Kihyuk Sunga, Jinsu Baekb, Soonyoung Choic, Byeong-Su Kimb, Sang-Ho Leec, In-Hwan Lee*d and Hye-Young Jang*a
aDepartment of Energy Systems Research, Ajou University, Suwon 16499, Korea. E-mail: hyjang2@ajou.ac.kr; Tel: +82(031)-219-2555
bDepartment of Chemistry, Yonsei University, Seoul 03722, Korea
cCenter for Advanced Specialty Chemicals, Korea Research Institute of Chemical Technology (KRICT), Ulsan 44412, Korea
dDepartment of Chemistry, Ajou University, Suwon 16499, Korea. E-mail: ilee@ajou.ac.kr

Received 3rd July 2023 , Accepted 7th August 2023

First published on 11th August 2023


Abstract

We have successfully synthesized a novel form of polyglycerol with an unprecedentedly low degree of branching (DB = 0.08–0.18), eliminating the need for glycidol protection. Leveraging the remarkable efficiency and selectivity of our Cu(triNHC) catalyst, comprising copper(I) ions and NHC ligands, we achieved a highly selective polymerization process. The proposed Cu-coordination mechanisms presented the formation of linear L1,3 units while effectively suppressing dendritic units. Consequently, our pioneering approach yielded polyglycerol with an ultralow DB and exceptional yields. To comprehensively assess the physical properties and topology of the synthesized polyglycerol, we employed 1H diffusion-ordered spectroscopy, size-exclusion chromatography, and matrix-assisted laser desorption/ionization-time of flight spectrometry. Remarkably, the ultralow-branched cyclic polyglycerol (DB = 0.08) synthesized at 0 °C showcased extraordinary characteristics, exhibiting the lowest diffusion coefficient and the highest molecular weight.
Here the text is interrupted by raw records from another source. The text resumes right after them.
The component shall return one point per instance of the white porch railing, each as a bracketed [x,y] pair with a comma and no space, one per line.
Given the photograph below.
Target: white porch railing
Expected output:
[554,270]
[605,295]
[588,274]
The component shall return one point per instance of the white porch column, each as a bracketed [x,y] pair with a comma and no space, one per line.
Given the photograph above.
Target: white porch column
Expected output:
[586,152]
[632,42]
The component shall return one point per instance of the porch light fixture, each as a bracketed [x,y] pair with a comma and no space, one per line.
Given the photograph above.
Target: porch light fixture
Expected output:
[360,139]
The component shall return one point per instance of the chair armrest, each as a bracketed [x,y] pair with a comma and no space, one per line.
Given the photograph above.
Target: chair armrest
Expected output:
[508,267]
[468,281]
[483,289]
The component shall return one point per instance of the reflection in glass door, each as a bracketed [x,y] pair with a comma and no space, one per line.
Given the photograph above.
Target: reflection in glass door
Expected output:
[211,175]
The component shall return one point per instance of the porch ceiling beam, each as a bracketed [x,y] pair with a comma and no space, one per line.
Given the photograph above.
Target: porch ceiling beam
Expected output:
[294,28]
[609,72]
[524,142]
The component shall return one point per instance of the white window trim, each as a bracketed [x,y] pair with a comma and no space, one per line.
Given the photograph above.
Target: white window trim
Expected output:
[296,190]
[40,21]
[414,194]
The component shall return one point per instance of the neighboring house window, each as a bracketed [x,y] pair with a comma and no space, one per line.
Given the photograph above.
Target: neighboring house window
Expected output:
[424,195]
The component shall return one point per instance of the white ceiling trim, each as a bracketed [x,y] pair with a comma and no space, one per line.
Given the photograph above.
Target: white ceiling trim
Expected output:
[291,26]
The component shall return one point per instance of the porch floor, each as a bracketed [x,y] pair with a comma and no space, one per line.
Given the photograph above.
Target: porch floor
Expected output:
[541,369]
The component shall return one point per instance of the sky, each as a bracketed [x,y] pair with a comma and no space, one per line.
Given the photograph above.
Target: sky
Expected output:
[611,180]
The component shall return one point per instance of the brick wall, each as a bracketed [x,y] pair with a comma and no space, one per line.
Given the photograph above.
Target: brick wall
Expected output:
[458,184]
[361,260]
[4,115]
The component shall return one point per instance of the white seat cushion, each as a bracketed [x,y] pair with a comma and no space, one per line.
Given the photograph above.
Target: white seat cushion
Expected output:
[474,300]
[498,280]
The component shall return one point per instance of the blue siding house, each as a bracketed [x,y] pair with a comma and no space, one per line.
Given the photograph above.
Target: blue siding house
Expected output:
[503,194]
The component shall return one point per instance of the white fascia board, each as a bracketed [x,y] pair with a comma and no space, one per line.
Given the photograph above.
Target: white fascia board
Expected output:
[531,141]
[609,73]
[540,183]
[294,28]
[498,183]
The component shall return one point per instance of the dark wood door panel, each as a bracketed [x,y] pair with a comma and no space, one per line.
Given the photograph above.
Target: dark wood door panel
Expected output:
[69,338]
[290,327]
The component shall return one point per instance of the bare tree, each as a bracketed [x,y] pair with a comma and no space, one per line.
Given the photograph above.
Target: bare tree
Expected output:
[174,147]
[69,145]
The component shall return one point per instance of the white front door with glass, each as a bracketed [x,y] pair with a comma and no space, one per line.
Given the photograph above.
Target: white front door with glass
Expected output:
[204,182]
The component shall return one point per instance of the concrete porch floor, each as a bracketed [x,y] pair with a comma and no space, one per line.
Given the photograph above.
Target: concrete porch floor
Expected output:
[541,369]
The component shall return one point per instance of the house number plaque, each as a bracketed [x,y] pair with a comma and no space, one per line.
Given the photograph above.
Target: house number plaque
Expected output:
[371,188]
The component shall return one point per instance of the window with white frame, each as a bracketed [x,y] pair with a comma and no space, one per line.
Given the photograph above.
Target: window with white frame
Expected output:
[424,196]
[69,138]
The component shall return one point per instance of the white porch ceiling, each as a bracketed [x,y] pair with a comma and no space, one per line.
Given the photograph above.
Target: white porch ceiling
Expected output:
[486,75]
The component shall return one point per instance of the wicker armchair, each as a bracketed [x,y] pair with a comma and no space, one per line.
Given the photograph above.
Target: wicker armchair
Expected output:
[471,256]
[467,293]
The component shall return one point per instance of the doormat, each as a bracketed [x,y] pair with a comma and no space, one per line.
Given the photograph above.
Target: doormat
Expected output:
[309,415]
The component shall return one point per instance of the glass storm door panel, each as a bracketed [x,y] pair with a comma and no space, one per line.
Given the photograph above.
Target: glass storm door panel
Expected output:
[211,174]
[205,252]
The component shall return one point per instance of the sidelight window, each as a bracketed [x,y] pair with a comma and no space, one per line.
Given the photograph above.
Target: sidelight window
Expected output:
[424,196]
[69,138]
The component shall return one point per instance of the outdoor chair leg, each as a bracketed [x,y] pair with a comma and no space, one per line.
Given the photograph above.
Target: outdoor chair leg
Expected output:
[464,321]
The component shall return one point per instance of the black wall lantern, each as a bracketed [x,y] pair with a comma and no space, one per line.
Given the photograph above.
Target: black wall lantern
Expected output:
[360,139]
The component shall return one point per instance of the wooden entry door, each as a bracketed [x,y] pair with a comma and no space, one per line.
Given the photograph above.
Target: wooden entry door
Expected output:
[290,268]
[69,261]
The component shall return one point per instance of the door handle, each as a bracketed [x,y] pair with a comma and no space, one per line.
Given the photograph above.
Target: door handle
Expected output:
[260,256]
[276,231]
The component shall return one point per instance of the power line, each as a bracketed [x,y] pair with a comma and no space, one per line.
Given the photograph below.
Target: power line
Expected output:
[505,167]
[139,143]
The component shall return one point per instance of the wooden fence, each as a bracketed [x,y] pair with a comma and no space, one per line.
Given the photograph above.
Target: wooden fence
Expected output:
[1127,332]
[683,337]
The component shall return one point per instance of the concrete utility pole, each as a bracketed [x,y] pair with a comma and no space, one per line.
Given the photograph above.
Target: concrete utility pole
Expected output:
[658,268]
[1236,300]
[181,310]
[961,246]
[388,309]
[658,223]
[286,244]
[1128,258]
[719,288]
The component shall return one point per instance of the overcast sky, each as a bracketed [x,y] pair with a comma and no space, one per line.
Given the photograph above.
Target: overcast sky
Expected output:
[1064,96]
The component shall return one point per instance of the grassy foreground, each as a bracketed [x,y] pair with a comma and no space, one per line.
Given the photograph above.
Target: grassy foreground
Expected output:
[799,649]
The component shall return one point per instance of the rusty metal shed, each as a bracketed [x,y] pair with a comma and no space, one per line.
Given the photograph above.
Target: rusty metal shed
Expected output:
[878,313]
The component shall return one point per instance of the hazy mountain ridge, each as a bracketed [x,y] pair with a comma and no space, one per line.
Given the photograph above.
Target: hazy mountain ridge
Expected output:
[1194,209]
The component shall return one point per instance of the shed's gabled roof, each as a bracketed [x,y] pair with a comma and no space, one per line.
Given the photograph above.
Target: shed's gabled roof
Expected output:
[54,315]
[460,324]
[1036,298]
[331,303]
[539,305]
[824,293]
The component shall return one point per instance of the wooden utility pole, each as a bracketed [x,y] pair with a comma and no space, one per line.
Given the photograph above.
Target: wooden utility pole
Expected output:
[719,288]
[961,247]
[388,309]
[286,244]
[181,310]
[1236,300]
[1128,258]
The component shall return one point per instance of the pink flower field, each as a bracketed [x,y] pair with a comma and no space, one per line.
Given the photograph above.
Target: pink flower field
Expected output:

This achievement establishes the significant potential of our polyglycerol with a low degree of branching, revolutionizing the field of biocompatible polymers.


Introduction

Polyglycerol is a highly regarded alternative to commercial poly(ethylene glycol) (PEG) due to its biocompatibility, water-solubility, low toxicity, and hydroxyl groups.1–5 Compared to PEG, polyglycerol has a higher degree of water solubility and amorphous nature because of the hydroxy groups present in its polymer chain.6 Furthermore, these hydroxy groups enable the polymer to bind to important biological molecules and metal ions for catalysis.7–9 The tunable synthesis of polyglycerol has been widely investigated due to its versatile characteristics, including the control of its degree of branching (DB). By controlling the DB, the rheological and thermal properties of polyglycerol can be manipulated, which allows for a wide range of applications in the polymer industry.4,10–12

A number of techniques for the synthesis of polyglycerol with a high DB have been reported. For example, anionic,13–15 cationic,16–22 frustrated Lewis pair-catalyzed,23 and heterogeneous double metal cyanide (DMC)-catalyzed polymerization24 have been investigated for the synthesis of hyperbranched polyglycerol (i.e., DB > 0.5). In contrast, the synthesis of low-branched polyglycerol has been more limited. To synthesize polyglycerol with an ultralow DB, protected glycidol ether has been utilized in anionic ring-opening polymerization, hydrolyzed diethylzinc catalysis, and tri-isobutyl aluminum/ammonium salts catalysis.11,25 However, the deprotection of the alcohol is required after polymerization in these methods. The polymerization of unprotected glycidol with a low DB is challenging due to the facile chain growth at each hydroxy group in the polymer chain. Although various methods, such as kinetically controlled reactions with Sn(II) catalysts,8 batch polymerization with DMC catalysts,24 and aqueous epoxide ring-opening (AEROP),26 have been employed to produce polyglycerol with a low DB (0.15–0.29), there is still a need for the development of a simple and efficient catalyst that can promote the synthesis of polyglycerol with an ultralow DB (Scheme 1).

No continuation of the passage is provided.